ずずいとこちらに迫ってきた八手先輩を、松葉が私から引き離そうとする。その熱心な様を見た鳥羽が、何とも言えない顔をした。


「あの、あります。っていうか、できました。頼み事」

 私が手を軽く上げながらそう言うと、八手先輩がこくりと頷く。


「……白波の護衛だな」

「はい。出来る範囲でいいんですけど……人間に危害を加えない形で白波小春さんの安全を守ってくれませんか?」


「そんなことでいいのか?オレは別に構わないが、月之宮が何の得もしていないではないか」

「まあ、それが友達ってやつなんじゃないですか?」


「オレには月之宮の友人観が歪んでいるようにしか思えん」

 そう唸った八手先輩は、どことなく私を心配してくれてるようだ。断られても困るので、私はぎこちなく微笑みを浮かべる。

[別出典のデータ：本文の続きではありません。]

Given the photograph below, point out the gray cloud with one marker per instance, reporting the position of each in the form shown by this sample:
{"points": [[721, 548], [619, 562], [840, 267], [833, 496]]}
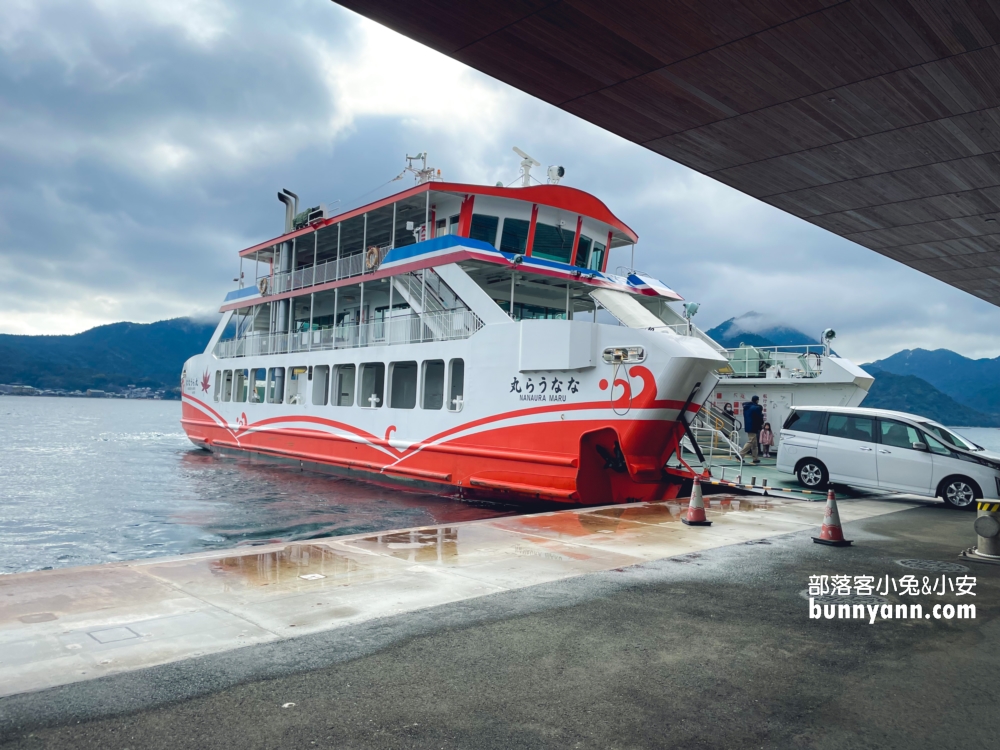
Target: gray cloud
{"points": [[141, 146]]}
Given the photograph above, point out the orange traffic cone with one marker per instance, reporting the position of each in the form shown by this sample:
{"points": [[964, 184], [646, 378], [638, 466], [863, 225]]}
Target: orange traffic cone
{"points": [[695, 515], [831, 534]]}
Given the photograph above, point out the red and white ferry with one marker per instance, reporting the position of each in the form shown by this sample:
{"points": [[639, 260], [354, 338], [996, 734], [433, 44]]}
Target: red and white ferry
{"points": [[446, 338]]}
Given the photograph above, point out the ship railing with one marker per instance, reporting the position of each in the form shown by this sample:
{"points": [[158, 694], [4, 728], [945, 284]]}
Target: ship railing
{"points": [[402, 329], [715, 446], [344, 267], [804, 361]]}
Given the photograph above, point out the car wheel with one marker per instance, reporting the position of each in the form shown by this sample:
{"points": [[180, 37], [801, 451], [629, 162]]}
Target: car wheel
{"points": [[959, 492], [812, 474]]}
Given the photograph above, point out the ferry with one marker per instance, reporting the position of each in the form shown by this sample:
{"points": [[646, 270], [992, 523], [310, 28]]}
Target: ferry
{"points": [[470, 340], [447, 338]]}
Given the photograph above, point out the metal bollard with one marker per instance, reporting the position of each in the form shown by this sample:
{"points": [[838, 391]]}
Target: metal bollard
{"points": [[987, 528]]}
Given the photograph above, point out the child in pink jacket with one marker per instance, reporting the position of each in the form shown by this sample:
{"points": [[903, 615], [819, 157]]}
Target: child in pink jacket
{"points": [[766, 439]]}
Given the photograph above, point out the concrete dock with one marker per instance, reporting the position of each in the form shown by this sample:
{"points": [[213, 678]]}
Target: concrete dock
{"points": [[605, 627]]}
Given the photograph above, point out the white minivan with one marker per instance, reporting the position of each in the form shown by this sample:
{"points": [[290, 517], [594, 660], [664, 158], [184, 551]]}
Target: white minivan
{"points": [[887, 450]]}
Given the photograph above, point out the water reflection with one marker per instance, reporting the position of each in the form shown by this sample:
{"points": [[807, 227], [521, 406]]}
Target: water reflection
{"points": [[292, 566], [87, 481]]}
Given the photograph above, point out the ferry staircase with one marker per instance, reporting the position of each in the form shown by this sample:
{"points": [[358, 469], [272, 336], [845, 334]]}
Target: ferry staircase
{"points": [[427, 294]]}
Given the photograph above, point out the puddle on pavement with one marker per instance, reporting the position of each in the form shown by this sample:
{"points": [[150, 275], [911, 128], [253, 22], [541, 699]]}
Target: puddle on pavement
{"points": [[294, 565], [416, 546]]}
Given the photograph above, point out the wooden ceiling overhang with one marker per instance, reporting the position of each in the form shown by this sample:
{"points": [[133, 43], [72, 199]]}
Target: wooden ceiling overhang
{"points": [[878, 120]]}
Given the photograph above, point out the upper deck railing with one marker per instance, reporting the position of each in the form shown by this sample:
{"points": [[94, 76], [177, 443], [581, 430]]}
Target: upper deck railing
{"points": [[797, 361], [447, 325], [332, 270]]}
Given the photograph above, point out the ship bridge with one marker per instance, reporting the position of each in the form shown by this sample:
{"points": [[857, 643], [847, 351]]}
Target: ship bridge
{"points": [[878, 120]]}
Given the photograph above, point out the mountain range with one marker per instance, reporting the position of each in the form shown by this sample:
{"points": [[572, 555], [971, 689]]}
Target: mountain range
{"points": [[941, 384], [753, 329], [106, 358]]}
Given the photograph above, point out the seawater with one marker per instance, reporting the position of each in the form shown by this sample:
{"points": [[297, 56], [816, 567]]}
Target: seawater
{"points": [[85, 481]]}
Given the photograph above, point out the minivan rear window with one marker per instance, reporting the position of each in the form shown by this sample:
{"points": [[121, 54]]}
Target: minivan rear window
{"points": [[849, 427], [805, 421]]}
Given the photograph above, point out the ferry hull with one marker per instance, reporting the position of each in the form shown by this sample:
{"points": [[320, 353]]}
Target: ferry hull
{"points": [[604, 439]]}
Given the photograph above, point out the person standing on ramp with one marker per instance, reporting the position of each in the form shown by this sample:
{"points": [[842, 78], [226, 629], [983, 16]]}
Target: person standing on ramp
{"points": [[753, 421]]}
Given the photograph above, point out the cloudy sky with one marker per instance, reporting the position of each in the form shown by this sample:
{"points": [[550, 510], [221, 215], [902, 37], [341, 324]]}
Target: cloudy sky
{"points": [[142, 143]]}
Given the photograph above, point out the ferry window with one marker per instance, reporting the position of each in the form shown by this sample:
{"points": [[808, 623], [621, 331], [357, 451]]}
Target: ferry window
{"points": [[456, 390], [433, 384], [484, 228], [805, 421], [514, 238], [851, 428], [403, 385], [240, 385], [553, 243], [296, 386], [344, 380], [275, 385], [258, 382], [321, 384], [583, 252], [372, 385], [897, 434], [597, 257]]}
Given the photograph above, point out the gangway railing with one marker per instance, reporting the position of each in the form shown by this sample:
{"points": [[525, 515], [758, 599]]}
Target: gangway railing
{"points": [[714, 444]]}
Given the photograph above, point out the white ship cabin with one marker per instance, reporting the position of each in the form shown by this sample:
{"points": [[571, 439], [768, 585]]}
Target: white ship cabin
{"points": [[435, 262]]}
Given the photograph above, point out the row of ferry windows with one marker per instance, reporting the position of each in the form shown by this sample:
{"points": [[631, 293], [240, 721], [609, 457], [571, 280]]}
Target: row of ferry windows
{"points": [[550, 242], [348, 385]]}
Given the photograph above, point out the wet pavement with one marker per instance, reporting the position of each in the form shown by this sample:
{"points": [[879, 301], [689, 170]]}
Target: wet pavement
{"points": [[614, 645], [76, 624]]}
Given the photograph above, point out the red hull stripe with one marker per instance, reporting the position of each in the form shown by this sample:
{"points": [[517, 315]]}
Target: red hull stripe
{"points": [[380, 442], [522, 489], [324, 459]]}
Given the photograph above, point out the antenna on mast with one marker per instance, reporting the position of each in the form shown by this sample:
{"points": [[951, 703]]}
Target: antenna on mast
{"points": [[423, 173], [526, 164]]}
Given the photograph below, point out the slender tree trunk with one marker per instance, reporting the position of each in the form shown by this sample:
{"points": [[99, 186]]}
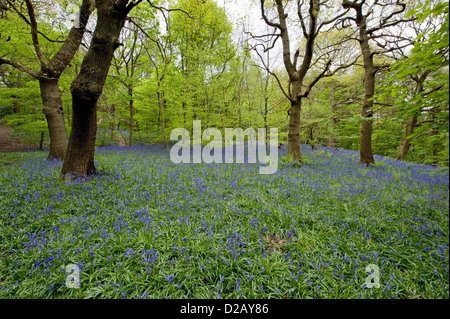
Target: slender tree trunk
{"points": [[130, 93], [87, 87], [404, 147], [411, 122], [331, 139], [294, 131], [51, 98], [163, 122], [41, 142], [365, 150]]}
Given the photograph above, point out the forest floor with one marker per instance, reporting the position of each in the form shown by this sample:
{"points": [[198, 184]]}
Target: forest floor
{"points": [[145, 227], [9, 143]]}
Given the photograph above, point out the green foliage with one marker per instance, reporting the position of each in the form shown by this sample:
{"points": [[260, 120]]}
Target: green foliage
{"points": [[223, 231]]}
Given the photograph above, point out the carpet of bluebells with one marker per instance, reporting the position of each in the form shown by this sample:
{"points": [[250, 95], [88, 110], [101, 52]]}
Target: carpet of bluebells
{"points": [[147, 228]]}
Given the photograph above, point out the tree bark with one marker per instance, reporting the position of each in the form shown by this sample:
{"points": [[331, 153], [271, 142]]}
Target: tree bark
{"points": [[365, 148], [294, 131], [51, 99], [412, 121], [162, 119], [88, 86], [49, 76], [406, 142], [131, 109]]}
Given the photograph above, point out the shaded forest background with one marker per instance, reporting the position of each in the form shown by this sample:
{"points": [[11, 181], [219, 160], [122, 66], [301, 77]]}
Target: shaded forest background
{"points": [[177, 61]]}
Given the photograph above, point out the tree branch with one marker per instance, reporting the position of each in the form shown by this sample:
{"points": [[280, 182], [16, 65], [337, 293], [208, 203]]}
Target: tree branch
{"points": [[34, 33], [20, 67]]}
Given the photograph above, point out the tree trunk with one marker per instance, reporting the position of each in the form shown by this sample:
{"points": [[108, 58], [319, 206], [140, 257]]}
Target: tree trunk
{"points": [[404, 147], [87, 87], [163, 124], [130, 92], [51, 98], [294, 131], [331, 139], [365, 150]]}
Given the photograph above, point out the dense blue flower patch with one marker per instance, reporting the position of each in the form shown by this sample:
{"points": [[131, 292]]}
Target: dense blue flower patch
{"points": [[147, 228]]}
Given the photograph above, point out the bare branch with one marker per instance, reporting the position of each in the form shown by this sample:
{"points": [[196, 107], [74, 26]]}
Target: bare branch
{"points": [[20, 67], [34, 33]]}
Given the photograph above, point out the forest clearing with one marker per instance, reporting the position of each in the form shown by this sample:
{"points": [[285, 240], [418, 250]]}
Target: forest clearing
{"points": [[336, 113]]}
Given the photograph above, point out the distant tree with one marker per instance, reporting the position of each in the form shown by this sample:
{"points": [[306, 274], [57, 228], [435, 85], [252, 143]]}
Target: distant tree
{"points": [[50, 72], [88, 85], [323, 59], [373, 20]]}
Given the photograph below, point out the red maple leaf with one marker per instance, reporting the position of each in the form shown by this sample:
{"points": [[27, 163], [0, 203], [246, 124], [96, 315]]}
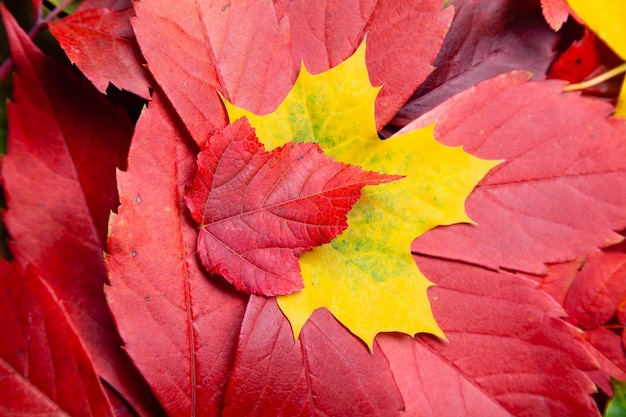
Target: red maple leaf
{"points": [[99, 39], [205, 349], [64, 145], [259, 210], [44, 367]]}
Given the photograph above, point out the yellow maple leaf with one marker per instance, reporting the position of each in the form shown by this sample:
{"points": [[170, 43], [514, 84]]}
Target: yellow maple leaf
{"points": [[366, 277], [607, 19]]}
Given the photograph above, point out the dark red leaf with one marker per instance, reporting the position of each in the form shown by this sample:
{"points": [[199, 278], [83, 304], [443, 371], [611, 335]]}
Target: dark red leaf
{"points": [[101, 42], [556, 12], [578, 61], [326, 372], [560, 192], [259, 210], [43, 364], [65, 142], [485, 39], [507, 352], [179, 325], [252, 51], [595, 295]]}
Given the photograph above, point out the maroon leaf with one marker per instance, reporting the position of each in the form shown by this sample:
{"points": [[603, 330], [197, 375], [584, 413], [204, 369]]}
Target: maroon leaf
{"points": [[560, 192], [179, 325], [252, 51], [507, 352], [259, 210], [326, 372], [65, 142], [43, 365], [485, 39], [101, 42]]}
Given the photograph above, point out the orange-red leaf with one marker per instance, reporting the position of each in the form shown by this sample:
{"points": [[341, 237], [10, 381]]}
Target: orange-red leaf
{"points": [[64, 144], [259, 210], [43, 364], [326, 372], [99, 39], [179, 324]]}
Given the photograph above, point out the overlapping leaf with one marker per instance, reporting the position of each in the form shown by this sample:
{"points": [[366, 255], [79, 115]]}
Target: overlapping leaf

「……まあ、約束は約束だ。釈然としないが、お前の願い通り白波小春を身命を賭して護衛しよう」

「ありがとうございます!」

 八手先輩がよしよしと私の頭を撫でてきた。どこか哀れまれているらしい。それを見た松葉がムッとして払いのける。


「ボクの八重さまに気軽に触れないでくれる!?」

 松葉の言葉を聞いた八手先輩は無表情のまま、腕組みをして首を傾げた。そして、自信ありげに口端を上げる。


「……これで、オレと月之宮の間には貸し借りがなくなったわけだが、先輩後輩関係はそのままだ。今後とも何かとあるだろうし、よろしく頼むぞ。月之宮の姫君」

「……は、はい」


「まあ、これで縁が切れるわけじゃない。覚えておいてくれ、オレは姿が見えなくともお前の近くにずっといることを」

 そうニヒルに笑った八手先輩は、爽やかに校舎裏から立ち去った。松葉が舌を出した後にえんがちょをしている。閉口した鳥羽は両手をポケットに突っ込んでいなくなり、私と松葉もその後ろ姿を追いかけた。

 わりとどーでもいい余談だが、大縄跳びの白波さんは、練習の甲斐なくやっぱり縄につまずいていたことを補足しておこう。